“吃货”

                 张鸣

陈晓卿拍《舌尖上的中国》出了大名,其实,圈里的朋友都知道,他原本就是一个骨灰级的吃货,朋友聚餐,只要有他参与,到哪儿吃,一般都是他说了算,在微博上发的帖子,十有八九,都跟吃有关,而且有图有真相,不由得人不流口水。一个吃货拍出了吃的纪录片,一点不让人意外,意外的是,这片子居然耸动了全国,一时间,到处都在说“舌尖上的中国”。

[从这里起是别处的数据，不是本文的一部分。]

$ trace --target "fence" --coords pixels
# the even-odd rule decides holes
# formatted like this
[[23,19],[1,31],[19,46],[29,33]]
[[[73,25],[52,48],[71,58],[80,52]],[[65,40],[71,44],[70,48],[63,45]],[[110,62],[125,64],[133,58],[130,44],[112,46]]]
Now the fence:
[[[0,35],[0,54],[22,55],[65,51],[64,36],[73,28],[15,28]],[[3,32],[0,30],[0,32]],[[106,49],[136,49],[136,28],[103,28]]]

其实,陈晓卿老早就有名了,在纪录片这个行当里,有谁不知陈黑子呢?全国各个大学的影视专业,几乎都送他兼职教授的帽子。陈晓卿一表人材,仅仅因为生得黑,老是被一干电视人取消笑,也被他的哥们拿来开心,因电影《神探亨特张》而走红的老六,曾经著文说,很担心陈晓卿的儿子生下来,会像黑白花的奶牛(因为孩子他妈超级白)。只是,纪录片这个买卖,小众而且赔钱,拍片子却又很费神费力,拍的再好,也不过圈里扬名,出了圈,别说大众,连小众都不知道你是谁。

说起来,认识陈晓卿真有些年了。上个世纪末,中国还兴拍政论片,策划的时候,喜欢找几个教授来扯扯。一次,陈晓卿主持拍的一个所谓的大片,把我也找去策划,或者说胡扯去了。在观摩了他们先前的策划案之后,众教授们都说好,夸的跟朵花似的。轮到我了,一张嘴,就把个策划案给否了,否的十分彻底,用词极不驯雅。
当时的陈晓卿,腰板笔直,器宇轩昂,在我的感觉里,一点都不黑——大概是因为我本人很黑。不黑的陈晓卿,说话也很敞亮,丝毫没有因为我的唐突,有一点点的气恼,反而很得体地称赞了我给他们提供了很好的建议。当年的我,气盛得紧,根本没把他的话当真,揣上人家给的劳务费,扬长而去。回去的路上,拉我来的某策划大腕,开车送我,一脸阴沉。我半晌不解,琢磨了好久才明白,原来这策划案是他的手笔,请我来,原本指望我说点过年话的,没想到我却六亲不认,来了个全盘否定。可怜他,还得开车送我回家。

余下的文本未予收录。